Obedience is essential to humility, but as we climb the steps, other virtues
that figure in humility are presented to us. Why is silence important? Because
when someone like me is shooting his mouth off all the time, whether being
really funny, or just thinking he is, offering the world choice observations of
his "exquisite" wisdom, what's really going on is a desire to be at
the center of things, to be star and protagonist. Lights, camera, action! Why?
If I am bored- and I often am- I make a joke, create my own excitement, change
the human situation I have walked into to suit MY needs. Maybe others weren't
bored at all, even if they politely laugh and seem to enjoy it. That trait
doesn't say much for my depth.
I need to be entertained? Hello!?!? Can't I find enough material in silence to
keep me busy? What's really going on here? Short attention span much? I can get
so absorbed in elevating humor and speech as positive, necessary goods that I
can easily forget that both can be tools of control, and control is not for the
humble.
Naming that does not mean I do not have to work at change. I do. I think it was
Flannery O'Connor who said that accepting ourselves does not preclude an effort
to be better. Change may be so gradual that none will ever notice, but every
time I resist any useless temptation to open my mouth, there is a small
victory.
Face it; we think a lot of what we have to say is important because we think WE
are important, or funny or clever. We truly have divinely created dignity, but
that is not usually what is employed in making these decisions to speak!

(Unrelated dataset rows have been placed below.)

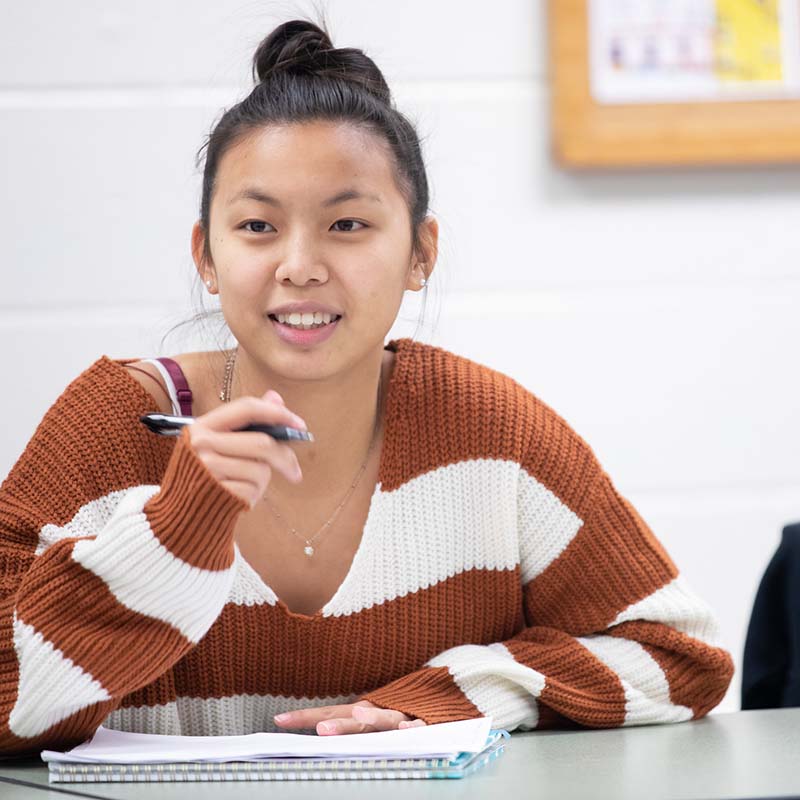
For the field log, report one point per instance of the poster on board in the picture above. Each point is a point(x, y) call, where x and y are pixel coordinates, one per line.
point(662, 51)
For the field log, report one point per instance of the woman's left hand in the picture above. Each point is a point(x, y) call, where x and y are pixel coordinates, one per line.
point(360, 717)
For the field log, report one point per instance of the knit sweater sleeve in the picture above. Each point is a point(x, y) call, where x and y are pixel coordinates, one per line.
point(116, 556)
point(613, 634)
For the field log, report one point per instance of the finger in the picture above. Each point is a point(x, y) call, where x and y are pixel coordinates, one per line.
point(309, 717)
point(342, 725)
point(244, 446)
point(380, 719)
point(244, 410)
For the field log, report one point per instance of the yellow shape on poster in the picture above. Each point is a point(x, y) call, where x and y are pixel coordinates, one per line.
point(748, 41)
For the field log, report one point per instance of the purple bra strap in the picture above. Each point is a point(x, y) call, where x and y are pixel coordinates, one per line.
point(181, 386)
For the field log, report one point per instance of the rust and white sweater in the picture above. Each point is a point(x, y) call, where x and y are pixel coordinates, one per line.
point(499, 574)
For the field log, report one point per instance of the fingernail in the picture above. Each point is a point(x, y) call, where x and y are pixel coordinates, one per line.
point(363, 714)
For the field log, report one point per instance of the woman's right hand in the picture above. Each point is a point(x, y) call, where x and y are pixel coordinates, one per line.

Silence is not incompatible with charity or cheerfulness. Brother David
Gormican, OSB, of St. Leo, now gone to God, was a paragon of this step
(actually, of all of them!) Brother would speak first if he needed something,
but otherwise, he waited until he was spoken to or asked something. No surprise
that he usually looked very recollected: he was!
When he was called on to speak, it was always cheerfully and with something I
can only describe as sweetness. I don't mean he was sugary, I mean sweetness in
the best possible sense. When Brother David DID speak, one would never think
that silence was unloving; all his compassion and love just shone right
through.
Brother David was truly a saint. No doubt, had he wished to run off at the
mouth as I do, he could have given you all much better and deeper wisdom and
holiness than me. But part of his holiness was silence and his humility allowed
people far less bright (like me,) to talk all they wanted, unchallenged.
On the rare occasion when he wouldn't leave something unchallenged, the weight
of a well-chosen phrase or two of his would offset pages of prose! Part of the
reason his words bore such weight is that he was so usually silent that people
LISTENED when he spoke. Sadly, that is not true for many of us.